Unlike previous constitutional battles she has provoked, Gov. Haley was acting perfectly within her authority when she vetoed the funding for this program. It was an irresponsible decision, because if it stood, it would create this untenable legal situation, but she had the authority to make it. The person who might have crossed a legal line was Ms. Templeton — a director over whom the governor has no direct or even indirect legal authority but who owes her allegiance to the governor.

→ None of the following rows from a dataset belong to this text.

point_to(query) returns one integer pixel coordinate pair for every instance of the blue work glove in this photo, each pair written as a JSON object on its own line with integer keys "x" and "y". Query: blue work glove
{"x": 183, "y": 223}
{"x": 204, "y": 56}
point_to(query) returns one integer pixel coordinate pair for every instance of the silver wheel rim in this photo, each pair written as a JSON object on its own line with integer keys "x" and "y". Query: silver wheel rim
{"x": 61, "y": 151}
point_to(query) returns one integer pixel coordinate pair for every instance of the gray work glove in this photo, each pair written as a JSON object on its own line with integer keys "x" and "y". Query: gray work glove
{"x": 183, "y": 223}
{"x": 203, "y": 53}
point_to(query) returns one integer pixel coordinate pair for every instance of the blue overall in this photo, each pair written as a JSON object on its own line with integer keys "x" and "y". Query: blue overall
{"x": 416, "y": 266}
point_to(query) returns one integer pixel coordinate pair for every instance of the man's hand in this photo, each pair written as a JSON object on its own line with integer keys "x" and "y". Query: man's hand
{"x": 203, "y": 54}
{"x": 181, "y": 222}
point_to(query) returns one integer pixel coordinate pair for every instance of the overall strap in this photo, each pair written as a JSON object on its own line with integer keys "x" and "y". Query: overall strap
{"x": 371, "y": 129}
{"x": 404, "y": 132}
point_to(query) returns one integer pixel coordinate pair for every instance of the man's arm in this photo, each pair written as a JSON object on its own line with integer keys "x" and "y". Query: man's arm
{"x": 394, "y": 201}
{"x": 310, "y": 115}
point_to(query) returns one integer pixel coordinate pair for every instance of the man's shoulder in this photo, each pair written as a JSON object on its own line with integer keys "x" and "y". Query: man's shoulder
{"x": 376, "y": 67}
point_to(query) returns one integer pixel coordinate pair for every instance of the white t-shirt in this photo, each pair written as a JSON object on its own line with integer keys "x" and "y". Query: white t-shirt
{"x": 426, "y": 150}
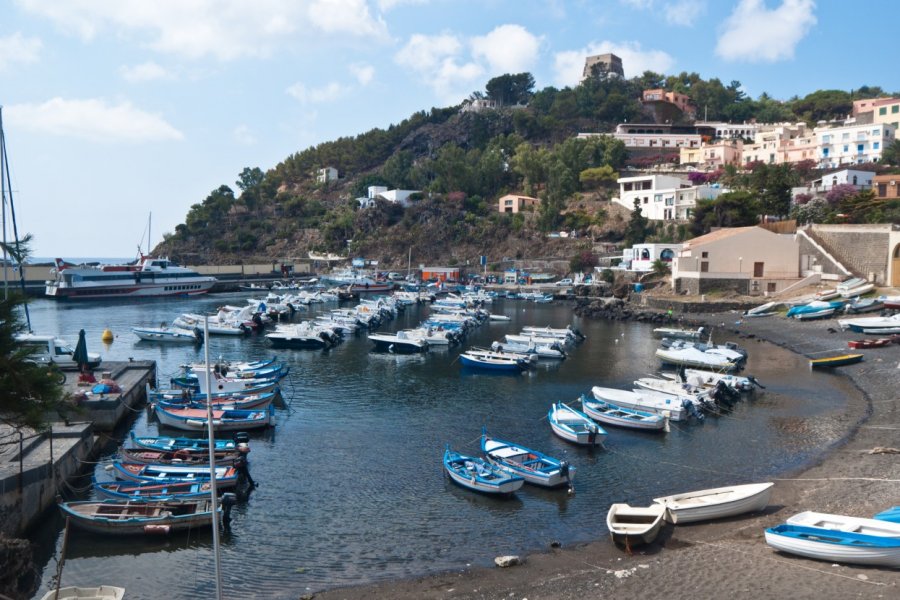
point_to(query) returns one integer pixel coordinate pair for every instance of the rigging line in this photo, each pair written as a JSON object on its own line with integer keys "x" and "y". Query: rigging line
{"x": 785, "y": 562}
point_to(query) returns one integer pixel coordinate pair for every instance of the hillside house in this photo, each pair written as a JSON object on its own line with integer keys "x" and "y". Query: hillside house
{"x": 748, "y": 260}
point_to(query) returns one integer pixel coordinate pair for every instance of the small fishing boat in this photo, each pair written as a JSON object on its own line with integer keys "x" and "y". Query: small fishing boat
{"x": 892, "y": 514}
{"x": 534, "y": 467}
{"x": 835, "y": 546}
{"x": 635, "y": 525}
{"x": 241, "y": 443}
{"x": 177, "y": 457}
{"x": 828, "y": 362}
{"x": 716, "y": 503}
{"x": 104, "y": 592}
{"x": 869, "y": 343}
{"x": 610, "y": 414}
{"x": 226, "y": 476}
{"x": 479, "y": 475}
{"x": 150, "y": 490}
{"x": 846, "y": 524}
{"x": 493, "y": 361}
{"x": 169, "y": 335}
{"x": 575, "y": 426}
{"x": 129, "y": 517}
{"x": 195, "y": 419}
{"x": 680, "y": 333}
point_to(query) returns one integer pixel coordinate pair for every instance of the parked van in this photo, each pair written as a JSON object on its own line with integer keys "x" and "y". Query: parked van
{"x": 47, "y": 348}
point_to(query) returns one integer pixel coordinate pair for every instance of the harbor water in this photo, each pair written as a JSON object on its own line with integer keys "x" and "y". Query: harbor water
{"x": 351, "y": 486}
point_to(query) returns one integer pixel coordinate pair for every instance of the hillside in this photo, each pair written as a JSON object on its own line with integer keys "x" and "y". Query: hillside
{"x": 462, "y": 162}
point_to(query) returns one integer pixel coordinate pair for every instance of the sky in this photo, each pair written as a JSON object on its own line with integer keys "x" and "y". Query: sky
{"x": 114, "y": 110}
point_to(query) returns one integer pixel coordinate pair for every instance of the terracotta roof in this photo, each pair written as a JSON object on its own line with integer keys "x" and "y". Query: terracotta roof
{"x": 720, "y": 234}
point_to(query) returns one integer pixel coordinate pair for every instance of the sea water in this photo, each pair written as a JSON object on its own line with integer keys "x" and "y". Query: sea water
{"x": 351, "y": 486}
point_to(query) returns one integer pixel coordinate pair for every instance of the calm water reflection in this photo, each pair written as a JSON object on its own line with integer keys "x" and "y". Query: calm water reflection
{"x": 351, "y": 488}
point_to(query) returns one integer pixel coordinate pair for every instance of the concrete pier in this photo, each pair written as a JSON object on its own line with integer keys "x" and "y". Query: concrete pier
{"x": 34, "y": 467}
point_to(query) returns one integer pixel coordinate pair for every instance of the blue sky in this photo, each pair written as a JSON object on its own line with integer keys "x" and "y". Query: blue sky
{"x": 114, "y": 109}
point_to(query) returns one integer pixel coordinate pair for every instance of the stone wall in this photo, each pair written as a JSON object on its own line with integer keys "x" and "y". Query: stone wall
{"x": 861, "y": 248}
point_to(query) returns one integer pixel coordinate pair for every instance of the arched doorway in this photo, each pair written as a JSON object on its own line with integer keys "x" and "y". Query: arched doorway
{"x": 895, "y": 266}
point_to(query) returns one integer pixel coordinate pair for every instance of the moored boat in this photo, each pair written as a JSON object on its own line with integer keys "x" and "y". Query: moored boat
{"x": 835, "y": 546}
{"x": 575, "y": 426}
{"x": 716, "y": 503}
{"x": 535, "y": 467}
{"x": 479, "y": 475}
{"x": 635, "y": 525}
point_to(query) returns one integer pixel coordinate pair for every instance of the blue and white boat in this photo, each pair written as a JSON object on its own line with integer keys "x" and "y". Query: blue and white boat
{"x": 479, "y": 475}
{"x": 610, "y": 414}
{"x": 575, "y": 426}
{"x": 493, "y": 361}
{"x": 835, "y": 546}
{"x": 535, "y": 467}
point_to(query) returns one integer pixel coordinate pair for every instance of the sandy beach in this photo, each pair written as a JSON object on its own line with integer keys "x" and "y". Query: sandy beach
{"x": 727, "y": 558}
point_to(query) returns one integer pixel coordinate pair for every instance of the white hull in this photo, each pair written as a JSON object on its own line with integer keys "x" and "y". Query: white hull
{"x": 717, "y": 503}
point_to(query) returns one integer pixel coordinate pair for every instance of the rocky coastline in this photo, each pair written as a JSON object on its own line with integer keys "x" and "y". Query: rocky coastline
{"x": 859, "y": 475}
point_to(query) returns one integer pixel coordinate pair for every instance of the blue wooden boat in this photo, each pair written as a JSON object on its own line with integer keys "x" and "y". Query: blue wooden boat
{"x": 575, "y": 426}
{"x": 240, "y": 442}
{"x": 835, "y": 361}
{"x": 479, "y": 475}
{"x": 226, "y": 476}
{"x": 835, "y": 546}
{"x": 534, "y": 467}
{"x": 151, "y": 490}
{"x": 892, "y": 514}
{"x": 128, "y": 517}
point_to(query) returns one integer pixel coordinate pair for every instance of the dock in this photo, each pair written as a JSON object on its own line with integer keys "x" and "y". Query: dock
{"x": 35, "y": 466}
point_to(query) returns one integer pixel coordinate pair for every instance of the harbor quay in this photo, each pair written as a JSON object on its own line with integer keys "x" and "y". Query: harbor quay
{"x": 36, "y": 466}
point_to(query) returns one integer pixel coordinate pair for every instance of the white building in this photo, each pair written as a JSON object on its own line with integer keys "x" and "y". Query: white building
{"x": 327, "y": 174}
{"x": 852, "y": 143}
{"x": 662, "y": 197}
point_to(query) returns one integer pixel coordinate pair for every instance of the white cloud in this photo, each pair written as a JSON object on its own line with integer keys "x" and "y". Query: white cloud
{"x": 754, "y": 33}
{"x": 244, "y": 135}
{"x": 346, "y": 16}
{"x": 437, "y": 61}
{"x": 223, "y": 29}
{"x": 507, "y": 49}
{"x": 93, "y": 120}
{"x": 327, "y": 93}
{"x": 16, "y": 48}
{"x": 569, "y": 65}
{"x": 148, "y": 71}
{"x": 683, "y": 12}
{"x": 364, "y": 73}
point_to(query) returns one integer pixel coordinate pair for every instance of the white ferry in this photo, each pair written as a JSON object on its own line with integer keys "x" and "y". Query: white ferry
{"x": 146, "y": 277}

But the House is not without blame. Ms. Templeton made a point last year and this year to tell legislators that the program was underfunded and that they needed to either provide more money or eliminate the requirement. She made it clear that she didn’t think she had the authority to transfer money within her budget to keep it running and in fact had no intention of doing that if legislators zeroed it out or the governor vetoed the funding. Right or wrong, she had made that clear. So by voting to uphold the veto, the House was enabling this crisis. Inviting it even.
Ms. Templeton probably did the most responsible thing she could when she filed a lawsuit asking the Supreme Court to sort out the legalities, since there was going to have to be a lawsuit to sort this out anyway. In fact, one could argue that she needed to declare the program’s requirements suspended before she could file that lawsuit.
But it’s a lawsuit that will cost taxpayers and the hospitals and nursing homes money that none of us should have to spend. Money we’re having to spend because our political branches have failed to do their jobs. Again.